9. A process for producing solid recovered fuel characterized in that it comprises a step of processing starting materials in the homogenization extruder machine according to any of claims 1-8, at a temperature between 200 and 500° C., and with the outlet (14) closed by the opening and closing means (12).

10. The process according to claim 9, further comprising a subsequent step of opening the outlet (14) of the machine by the opening and closing means (12) for the exit of the solid recovered fuel produced.

11. The process according to any of claim 9 or 10, wherein the starting materials are supplied to the machine without first being treated.

12. The process according to any of claims 9-11, wherein the starting materials come from the reject fractions of waste treatments and the combination thereof.

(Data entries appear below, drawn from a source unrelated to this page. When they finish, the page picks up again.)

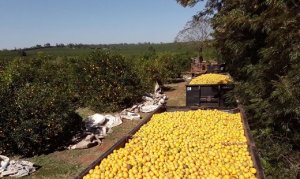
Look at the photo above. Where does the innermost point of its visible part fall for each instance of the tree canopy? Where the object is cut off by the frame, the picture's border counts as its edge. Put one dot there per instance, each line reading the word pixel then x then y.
pixel 259 41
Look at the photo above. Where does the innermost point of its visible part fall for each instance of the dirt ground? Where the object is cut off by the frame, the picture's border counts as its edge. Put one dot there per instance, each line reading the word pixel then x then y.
pixel 69 163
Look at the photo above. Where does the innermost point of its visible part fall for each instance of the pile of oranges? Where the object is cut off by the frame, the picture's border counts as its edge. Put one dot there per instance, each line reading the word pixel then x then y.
pixel 211 78
pixel 192 144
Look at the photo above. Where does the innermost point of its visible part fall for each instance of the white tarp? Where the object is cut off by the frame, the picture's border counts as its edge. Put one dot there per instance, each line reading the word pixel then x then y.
pixel 15 168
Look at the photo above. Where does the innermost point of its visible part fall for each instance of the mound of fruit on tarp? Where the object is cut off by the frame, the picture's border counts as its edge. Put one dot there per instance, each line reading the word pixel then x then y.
pixel 193 144
pixel 211 78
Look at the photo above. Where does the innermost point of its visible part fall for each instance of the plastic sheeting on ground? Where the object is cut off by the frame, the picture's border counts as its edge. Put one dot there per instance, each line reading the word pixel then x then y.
pixel 15 168
pixel 97 126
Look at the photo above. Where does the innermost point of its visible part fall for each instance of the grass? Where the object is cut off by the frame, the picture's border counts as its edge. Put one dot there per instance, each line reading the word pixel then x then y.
pixel 69 163
pixel 128 50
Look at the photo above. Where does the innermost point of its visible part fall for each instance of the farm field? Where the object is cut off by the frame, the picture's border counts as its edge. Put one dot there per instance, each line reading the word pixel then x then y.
pixel 69 163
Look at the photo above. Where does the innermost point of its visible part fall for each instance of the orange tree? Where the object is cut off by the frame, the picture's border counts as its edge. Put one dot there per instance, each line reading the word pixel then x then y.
pixel 259 41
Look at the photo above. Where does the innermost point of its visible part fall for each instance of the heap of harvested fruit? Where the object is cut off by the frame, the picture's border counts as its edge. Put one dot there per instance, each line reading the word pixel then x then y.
pixel 192 144
pixel 211 78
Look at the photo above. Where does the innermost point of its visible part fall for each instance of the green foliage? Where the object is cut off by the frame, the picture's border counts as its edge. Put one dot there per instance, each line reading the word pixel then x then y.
pixel 39 97
pixel 106 82
pixel 259 41
pixel 36 109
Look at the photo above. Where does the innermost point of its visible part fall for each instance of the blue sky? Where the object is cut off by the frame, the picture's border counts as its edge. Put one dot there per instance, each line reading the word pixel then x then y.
pixel 25 23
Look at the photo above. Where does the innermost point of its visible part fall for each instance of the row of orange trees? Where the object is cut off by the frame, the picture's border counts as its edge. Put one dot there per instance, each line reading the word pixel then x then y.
pixel 39 96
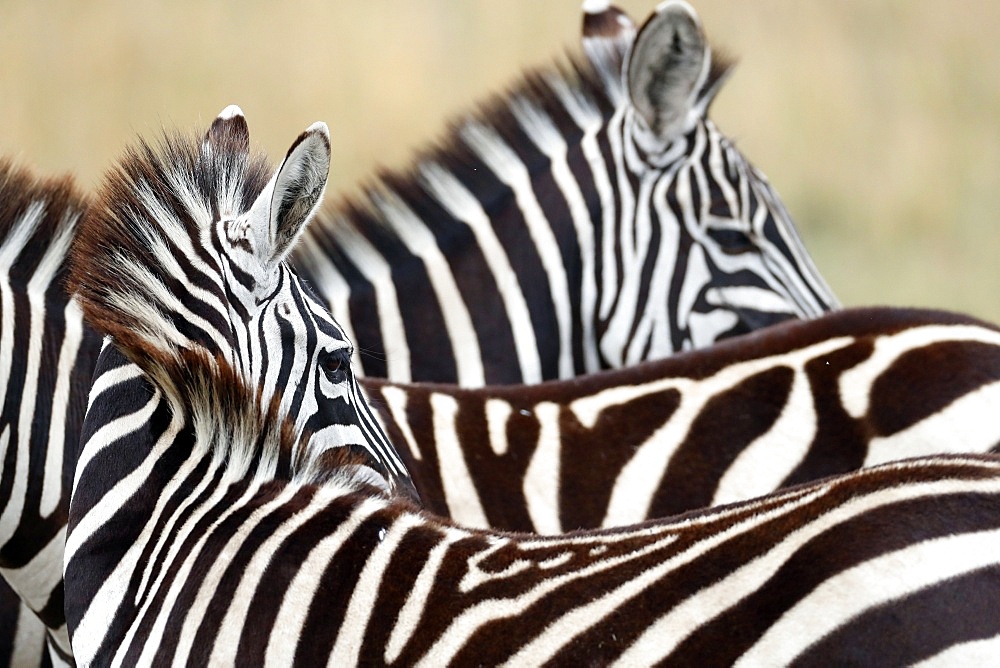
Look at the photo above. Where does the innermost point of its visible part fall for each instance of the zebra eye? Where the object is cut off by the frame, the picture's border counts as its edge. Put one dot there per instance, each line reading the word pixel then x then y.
pixel 335 366
pixel 732 242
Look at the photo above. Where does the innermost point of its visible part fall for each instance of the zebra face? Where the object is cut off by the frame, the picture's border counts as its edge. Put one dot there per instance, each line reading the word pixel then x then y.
pixel 706 248
pixel 286 341
pixel 296 345
pixel 185 256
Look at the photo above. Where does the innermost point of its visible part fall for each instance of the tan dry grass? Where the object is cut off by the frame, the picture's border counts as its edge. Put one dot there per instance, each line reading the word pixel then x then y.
pixel 877 121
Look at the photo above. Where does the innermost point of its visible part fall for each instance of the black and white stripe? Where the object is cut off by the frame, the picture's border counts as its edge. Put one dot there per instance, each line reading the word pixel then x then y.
pixel 789 404
pixel 567 227
pixel 46 358
pixel 222 563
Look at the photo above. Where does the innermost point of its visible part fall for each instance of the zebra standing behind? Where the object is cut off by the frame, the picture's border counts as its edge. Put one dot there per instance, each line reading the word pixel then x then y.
pixel 46 360
pixel 592 217
pixel 219 536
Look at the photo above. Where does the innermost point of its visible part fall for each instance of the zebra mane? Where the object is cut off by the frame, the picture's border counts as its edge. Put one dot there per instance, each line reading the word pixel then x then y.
pixel 143 251
pixel 38 219
pixel 151 224
pixel 542 95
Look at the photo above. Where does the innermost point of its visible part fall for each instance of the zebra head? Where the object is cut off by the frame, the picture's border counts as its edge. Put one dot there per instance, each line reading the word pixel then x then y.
pixel 185 252
pixel 705 247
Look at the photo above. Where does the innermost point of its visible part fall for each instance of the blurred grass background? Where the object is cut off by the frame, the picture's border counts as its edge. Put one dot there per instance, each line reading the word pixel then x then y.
pixel 876 121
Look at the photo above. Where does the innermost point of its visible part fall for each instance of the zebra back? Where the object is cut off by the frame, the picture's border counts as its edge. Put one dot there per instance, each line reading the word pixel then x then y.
pixel 242 568
pixel 46 356
pixel 795 402
pixel 568 226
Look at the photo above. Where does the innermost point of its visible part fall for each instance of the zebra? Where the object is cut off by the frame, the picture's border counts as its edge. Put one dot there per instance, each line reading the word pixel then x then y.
pixel 592 217
pixel 220 537
pixel 922 343
pixel 796 402
pixel 47 356
pixel 944 357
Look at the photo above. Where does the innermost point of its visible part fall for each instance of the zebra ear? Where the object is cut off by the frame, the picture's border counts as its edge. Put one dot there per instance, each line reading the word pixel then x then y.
pixel 229 130
pixel 296 191
pixel 666 68
pixel 608 33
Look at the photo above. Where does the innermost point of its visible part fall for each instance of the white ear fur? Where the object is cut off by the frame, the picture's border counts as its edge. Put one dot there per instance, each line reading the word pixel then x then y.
pixel 608 33
pixel 229 126
pixel 667 66
pixel 288 202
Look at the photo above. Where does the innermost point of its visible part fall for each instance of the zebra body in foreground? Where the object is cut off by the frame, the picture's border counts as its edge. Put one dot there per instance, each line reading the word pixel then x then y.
pixel 47 357
pixel 240 552
pixel 593 217
pixel 792 403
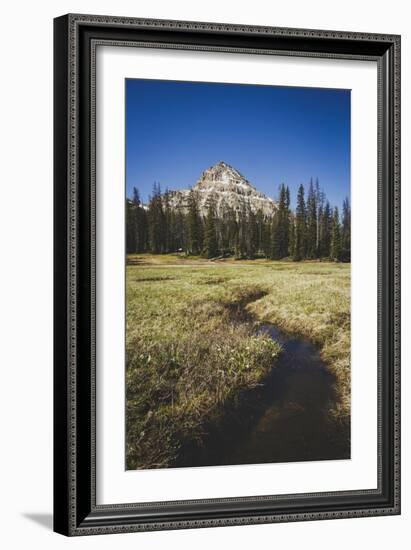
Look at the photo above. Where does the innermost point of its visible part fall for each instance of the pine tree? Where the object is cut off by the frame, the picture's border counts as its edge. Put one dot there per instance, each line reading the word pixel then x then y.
pixel 276 236
pixel 336 248
pixel 325 231
pixel 210 249
pixel 130 227
pixel 156 221
pixel 300 227
pixel 311 222
pixel 346 232
pixel 195 239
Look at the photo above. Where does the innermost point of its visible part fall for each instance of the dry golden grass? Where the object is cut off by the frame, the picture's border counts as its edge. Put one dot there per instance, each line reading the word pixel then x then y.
pixel 192 343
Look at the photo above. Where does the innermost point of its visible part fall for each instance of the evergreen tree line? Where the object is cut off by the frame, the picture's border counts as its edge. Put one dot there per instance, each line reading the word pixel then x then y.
pixel 315 230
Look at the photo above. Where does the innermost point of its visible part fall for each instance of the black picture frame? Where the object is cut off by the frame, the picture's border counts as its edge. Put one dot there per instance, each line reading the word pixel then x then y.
pixel 75 40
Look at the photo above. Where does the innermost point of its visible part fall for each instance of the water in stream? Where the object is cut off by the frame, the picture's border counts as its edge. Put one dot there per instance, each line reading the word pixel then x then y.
pixel 284 420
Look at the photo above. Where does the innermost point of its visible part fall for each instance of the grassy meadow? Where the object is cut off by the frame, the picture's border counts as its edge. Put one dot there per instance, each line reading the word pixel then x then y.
pixel 192 341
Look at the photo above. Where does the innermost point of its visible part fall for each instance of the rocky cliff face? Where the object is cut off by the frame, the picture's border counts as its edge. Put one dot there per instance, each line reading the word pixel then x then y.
pixel 225 187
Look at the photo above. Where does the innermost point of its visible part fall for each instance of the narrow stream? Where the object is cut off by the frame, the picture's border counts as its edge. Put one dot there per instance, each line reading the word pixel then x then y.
pixel 285 420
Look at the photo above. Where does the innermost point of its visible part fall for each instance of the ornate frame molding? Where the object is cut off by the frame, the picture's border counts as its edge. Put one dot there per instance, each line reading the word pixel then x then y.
pixel 76 40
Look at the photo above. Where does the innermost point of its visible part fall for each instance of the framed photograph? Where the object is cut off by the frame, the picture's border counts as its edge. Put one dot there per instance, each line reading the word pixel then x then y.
pixel 227 277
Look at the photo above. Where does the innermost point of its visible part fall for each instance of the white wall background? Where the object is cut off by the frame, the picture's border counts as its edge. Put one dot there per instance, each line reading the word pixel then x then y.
pixel 26 270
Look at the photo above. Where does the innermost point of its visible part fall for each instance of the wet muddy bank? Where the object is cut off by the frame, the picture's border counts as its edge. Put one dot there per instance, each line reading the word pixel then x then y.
pixel 285 419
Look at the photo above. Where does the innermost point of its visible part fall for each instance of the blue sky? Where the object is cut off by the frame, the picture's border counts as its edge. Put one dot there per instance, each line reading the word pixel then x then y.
pixel 271 134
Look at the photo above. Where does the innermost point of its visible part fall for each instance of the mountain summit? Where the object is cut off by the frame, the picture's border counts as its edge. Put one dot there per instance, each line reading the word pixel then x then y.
pixel 225 187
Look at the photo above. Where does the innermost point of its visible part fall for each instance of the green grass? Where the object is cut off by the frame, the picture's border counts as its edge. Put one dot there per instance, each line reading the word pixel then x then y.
pixel 192 344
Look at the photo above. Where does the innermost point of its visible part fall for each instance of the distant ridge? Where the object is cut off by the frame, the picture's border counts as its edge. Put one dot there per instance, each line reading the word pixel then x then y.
pixel 225 186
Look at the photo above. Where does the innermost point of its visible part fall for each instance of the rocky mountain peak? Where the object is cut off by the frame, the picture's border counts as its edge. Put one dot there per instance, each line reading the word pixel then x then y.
pixel 226 187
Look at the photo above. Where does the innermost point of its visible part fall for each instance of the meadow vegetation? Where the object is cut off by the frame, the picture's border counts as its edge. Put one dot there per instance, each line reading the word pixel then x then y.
pixel 192 342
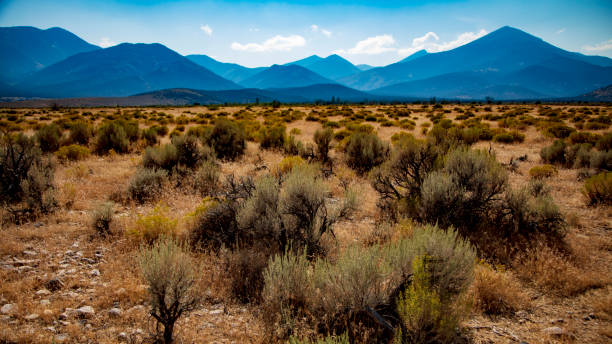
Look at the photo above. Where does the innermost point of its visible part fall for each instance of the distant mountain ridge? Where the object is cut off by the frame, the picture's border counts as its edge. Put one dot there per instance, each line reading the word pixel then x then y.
pixel 332 67
pixel 231 71
pixel 25 50
pixel 504 51
pixel 506 64
pixel 122 70
pixel 285 76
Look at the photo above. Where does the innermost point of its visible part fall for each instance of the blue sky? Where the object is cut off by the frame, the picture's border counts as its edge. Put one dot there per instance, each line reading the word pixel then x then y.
pixel 257 33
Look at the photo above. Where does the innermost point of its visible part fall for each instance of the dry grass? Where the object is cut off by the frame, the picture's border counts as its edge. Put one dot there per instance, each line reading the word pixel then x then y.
pixel 550 284
pixel 497 292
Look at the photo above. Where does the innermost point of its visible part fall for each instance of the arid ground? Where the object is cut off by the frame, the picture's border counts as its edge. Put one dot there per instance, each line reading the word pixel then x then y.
pixel 62 281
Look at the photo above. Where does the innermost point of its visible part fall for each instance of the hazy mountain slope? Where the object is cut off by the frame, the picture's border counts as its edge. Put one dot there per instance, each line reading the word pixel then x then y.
pixel 332 67
pixel 415 56
pixel 463 85
pixel 122 70
pixel 505 50
pixel 24 49
pixel 230 71
pixel 284 77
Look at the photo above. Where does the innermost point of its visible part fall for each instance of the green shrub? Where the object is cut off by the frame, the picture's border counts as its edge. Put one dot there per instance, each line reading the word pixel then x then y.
pixel 227 139
pixel 555 153
pixel 365 151
pixel 605 142
pixel 425 316
pixel 559 131
pixel 543 171
pixel 272 137
pixel 206 178
pixel 169 274
pixel 26 178
pixel 287 282
pixel 322 139
pixel 102 218
pixel 464 191
pixel 72 153
pixel 146 184
pixel 49 137
pixel 150 136
pixel 342 339
pixel 80 133
pixel 189 152
pixel 601 160
pixel 598 189
pixel 111 136
pixel 164 157
pixel 583 137
pixel 154 225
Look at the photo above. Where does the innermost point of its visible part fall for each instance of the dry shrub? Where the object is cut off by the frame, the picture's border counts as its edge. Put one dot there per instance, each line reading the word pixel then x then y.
pixel 102 218
pixel 26 178
pixel 206 178
pixel 245 269
pixel 365 151
pixel 543 171
pixel 169 273
pixel 146 185
pixel 227 139
pixel 555 272
pixel 342 339
pixel 497 292
pixel 426 316
pixel 154 225
pixel 111 136
pixel 72 153
pixel 598 189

13. A solid recovered fuel which can be obtained by means of the process according to any of claims 9-11.

14. The solid recovered fuel according to claim 13, characterized in that it is homogenous.

15. Use of the solid recovered fuel defined in any of claim 13 or 14 for domestic use and/or energy recovery, preferably by means of a heat treatment process selected from the group consisting of incineration, co-incineration, pyrolysis, gasification, combined plants and plasma gasification.